As a result of the suffocating economic activities in the LVB, most of the youth continue to migrate to illegal mining sites and the cities to do menial jobs because they have to survive, while the females have fallen prey to teenage pregnancy and were dropping out of school.
The advocacy organisations asked for cage fish ponds known as the small-scale cluster fish farm ownership policy to be constructed and allocated to the fishermen to manage in a cost-effective manner.
The initiative has the potential to limit the over-reliance on wild fishing and prioritise self-help aquaculture practices to boost the fishery sector.
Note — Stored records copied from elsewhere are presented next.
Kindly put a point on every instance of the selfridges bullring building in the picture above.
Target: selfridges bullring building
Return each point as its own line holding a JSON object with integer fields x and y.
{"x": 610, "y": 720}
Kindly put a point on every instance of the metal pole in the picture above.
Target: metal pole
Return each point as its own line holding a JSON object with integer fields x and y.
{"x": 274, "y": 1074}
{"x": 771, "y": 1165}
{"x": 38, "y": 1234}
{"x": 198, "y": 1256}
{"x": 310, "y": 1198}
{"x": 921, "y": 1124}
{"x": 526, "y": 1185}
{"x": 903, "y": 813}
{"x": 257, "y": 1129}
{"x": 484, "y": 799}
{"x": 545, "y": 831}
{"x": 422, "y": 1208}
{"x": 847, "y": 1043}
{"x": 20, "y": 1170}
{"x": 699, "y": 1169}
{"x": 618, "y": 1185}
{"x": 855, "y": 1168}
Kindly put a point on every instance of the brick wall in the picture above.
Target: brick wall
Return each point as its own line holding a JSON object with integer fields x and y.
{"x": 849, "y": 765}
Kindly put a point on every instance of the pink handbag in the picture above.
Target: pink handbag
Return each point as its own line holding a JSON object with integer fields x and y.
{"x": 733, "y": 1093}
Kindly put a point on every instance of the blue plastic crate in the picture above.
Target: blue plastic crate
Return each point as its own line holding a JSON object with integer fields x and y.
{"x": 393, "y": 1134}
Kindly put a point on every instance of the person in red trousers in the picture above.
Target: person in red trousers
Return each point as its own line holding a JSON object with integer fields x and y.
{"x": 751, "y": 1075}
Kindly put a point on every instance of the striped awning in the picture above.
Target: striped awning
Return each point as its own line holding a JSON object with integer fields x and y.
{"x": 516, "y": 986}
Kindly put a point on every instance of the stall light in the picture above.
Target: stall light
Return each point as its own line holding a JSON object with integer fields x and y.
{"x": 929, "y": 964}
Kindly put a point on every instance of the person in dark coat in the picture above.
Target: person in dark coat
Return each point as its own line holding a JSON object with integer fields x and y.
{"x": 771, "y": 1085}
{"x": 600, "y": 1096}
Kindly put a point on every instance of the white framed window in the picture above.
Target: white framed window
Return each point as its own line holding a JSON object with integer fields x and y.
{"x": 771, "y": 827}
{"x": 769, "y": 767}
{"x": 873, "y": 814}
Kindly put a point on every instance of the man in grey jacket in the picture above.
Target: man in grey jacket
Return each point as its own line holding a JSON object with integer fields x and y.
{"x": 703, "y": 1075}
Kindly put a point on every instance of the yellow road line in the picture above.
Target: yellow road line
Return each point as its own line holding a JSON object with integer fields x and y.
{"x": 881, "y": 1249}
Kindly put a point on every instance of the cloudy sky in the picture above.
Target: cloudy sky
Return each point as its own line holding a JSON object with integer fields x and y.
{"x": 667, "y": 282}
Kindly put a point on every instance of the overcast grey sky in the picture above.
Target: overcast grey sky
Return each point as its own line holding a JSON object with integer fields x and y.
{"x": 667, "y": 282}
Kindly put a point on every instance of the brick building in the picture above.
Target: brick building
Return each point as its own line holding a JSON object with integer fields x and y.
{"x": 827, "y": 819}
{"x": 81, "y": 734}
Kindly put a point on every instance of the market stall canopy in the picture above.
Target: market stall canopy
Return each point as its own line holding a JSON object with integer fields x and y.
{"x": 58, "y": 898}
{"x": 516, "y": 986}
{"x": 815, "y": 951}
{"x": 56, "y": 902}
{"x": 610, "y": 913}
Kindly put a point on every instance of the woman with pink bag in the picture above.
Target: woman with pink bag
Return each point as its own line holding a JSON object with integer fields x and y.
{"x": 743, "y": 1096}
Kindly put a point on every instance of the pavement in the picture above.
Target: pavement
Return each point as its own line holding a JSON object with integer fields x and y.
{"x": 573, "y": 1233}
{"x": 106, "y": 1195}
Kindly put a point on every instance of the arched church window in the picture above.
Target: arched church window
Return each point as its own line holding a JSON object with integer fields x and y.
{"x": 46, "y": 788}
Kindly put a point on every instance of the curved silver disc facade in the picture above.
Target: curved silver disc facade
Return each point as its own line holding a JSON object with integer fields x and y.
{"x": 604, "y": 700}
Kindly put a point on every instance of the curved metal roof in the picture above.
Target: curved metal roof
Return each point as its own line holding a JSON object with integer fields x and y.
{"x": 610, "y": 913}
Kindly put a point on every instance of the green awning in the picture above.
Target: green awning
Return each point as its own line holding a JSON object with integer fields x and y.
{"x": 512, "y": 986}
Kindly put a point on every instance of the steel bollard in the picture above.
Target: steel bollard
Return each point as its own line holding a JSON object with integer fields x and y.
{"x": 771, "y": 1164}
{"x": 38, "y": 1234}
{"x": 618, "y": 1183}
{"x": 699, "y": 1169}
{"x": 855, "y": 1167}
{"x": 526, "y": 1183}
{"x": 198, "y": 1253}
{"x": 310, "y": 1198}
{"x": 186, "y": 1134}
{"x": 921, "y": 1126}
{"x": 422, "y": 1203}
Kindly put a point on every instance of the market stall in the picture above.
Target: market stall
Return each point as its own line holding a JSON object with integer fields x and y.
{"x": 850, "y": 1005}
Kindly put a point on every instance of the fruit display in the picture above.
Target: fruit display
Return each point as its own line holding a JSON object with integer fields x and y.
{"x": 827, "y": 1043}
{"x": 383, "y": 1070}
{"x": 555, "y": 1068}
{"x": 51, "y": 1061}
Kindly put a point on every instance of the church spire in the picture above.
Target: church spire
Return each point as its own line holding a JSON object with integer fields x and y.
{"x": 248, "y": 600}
It also has the potential to restore the fishing industry, as well as the livelihood of the local people and help mitigate the migration of the youth.
Mr Godwin Awudi, the Policy Advocacy Advisor of FAANG, said the increased number of teenage pregnancy cases in the communities in the LVB was because of poverty in the area and that if the fishing initiative was pursued to restore livelihoods, the social canker could be addressed.
In all the communities visited, the people sang from the same page – calling on the government to tailor its “planting for food and jobs” agricultural policy to meet the specific needs of fishermen in fishing communities in the LVB.
The implementation of the aquaculture initiative at the LVB should be supported by the government and possibly expanded to have a paradigm shift from over-reliance on wild fishing, especially when the construction of the Akosombo and Akuse dams had deprived them of their livelihoods.